According to the Church Handbook: "As far as has been revealed, a person may repent and be forgiven for the sin of abortion."
Ezra Taft Benson declared the seriousness of this sin:
"Let me warn the sisters in all seriousness that you who submit yourselves to an abortion or to an operation that precludes you from safely having additional healthy children are jeopardizing your exaltation and your future membership in the kingdom of God." (Teachings of Ezra Taft Benson)
"Jeopardizing your exaltation" is a serious thing but is not the same as completely losing your exaltation. Here is a statement made by President David O. McKay and his counselors, Stephen L. Richards and J. Reuben Clark Jr., which continues to represent the attitude and position of the Church:
"As the matter stands today, no definite statement has been made by the Lord one way or another regarding the crime of abortion, so far as is known, he has not listed it alongside the crime of the unpardonable sin and shedding of innocent human blood. That he has not done so would suggest that it is not in that class of crime and therefore that it will be amenable to the laws of repentance and forgiveness."
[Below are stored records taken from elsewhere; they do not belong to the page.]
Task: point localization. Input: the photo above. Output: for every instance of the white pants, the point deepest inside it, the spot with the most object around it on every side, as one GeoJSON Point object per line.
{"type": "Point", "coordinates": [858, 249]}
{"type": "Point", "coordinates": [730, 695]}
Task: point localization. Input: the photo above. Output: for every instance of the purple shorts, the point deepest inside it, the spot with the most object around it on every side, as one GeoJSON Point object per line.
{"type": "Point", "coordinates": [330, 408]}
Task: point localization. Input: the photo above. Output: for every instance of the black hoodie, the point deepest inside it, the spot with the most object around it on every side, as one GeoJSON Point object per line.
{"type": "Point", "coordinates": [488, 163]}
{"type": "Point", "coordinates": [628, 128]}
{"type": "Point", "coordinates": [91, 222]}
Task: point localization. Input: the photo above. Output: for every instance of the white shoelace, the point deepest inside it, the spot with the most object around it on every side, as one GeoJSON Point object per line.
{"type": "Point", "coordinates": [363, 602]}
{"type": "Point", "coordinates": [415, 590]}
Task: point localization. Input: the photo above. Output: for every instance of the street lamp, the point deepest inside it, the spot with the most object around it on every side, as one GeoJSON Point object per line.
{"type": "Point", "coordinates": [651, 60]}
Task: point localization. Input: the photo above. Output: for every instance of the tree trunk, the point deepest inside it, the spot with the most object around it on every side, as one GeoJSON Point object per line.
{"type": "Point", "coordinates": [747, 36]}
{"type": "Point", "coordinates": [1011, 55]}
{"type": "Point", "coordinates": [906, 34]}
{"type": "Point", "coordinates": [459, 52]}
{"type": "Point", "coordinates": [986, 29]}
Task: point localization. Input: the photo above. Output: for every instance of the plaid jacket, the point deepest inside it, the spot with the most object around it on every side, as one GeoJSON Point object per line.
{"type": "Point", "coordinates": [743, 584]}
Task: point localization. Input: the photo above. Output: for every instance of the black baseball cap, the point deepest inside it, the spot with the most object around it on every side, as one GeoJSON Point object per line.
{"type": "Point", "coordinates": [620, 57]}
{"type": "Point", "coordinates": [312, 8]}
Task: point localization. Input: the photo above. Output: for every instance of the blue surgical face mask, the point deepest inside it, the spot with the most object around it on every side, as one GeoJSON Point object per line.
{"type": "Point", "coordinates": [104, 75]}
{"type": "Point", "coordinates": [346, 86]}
If something is amenable to the laws of repentance and forgiveness and if God has not listed it among the unpardonable sin and shedding of innocent blood then it can not be the same as in David's case who did cause the shedding of innocent blood and sacrificed his exaltation. We must therefore assume that it would still be possible for someone who has an elective abortion to gain exaltation if they satisfy the full requirements of repentance. But of course God must be the final judge in such matters.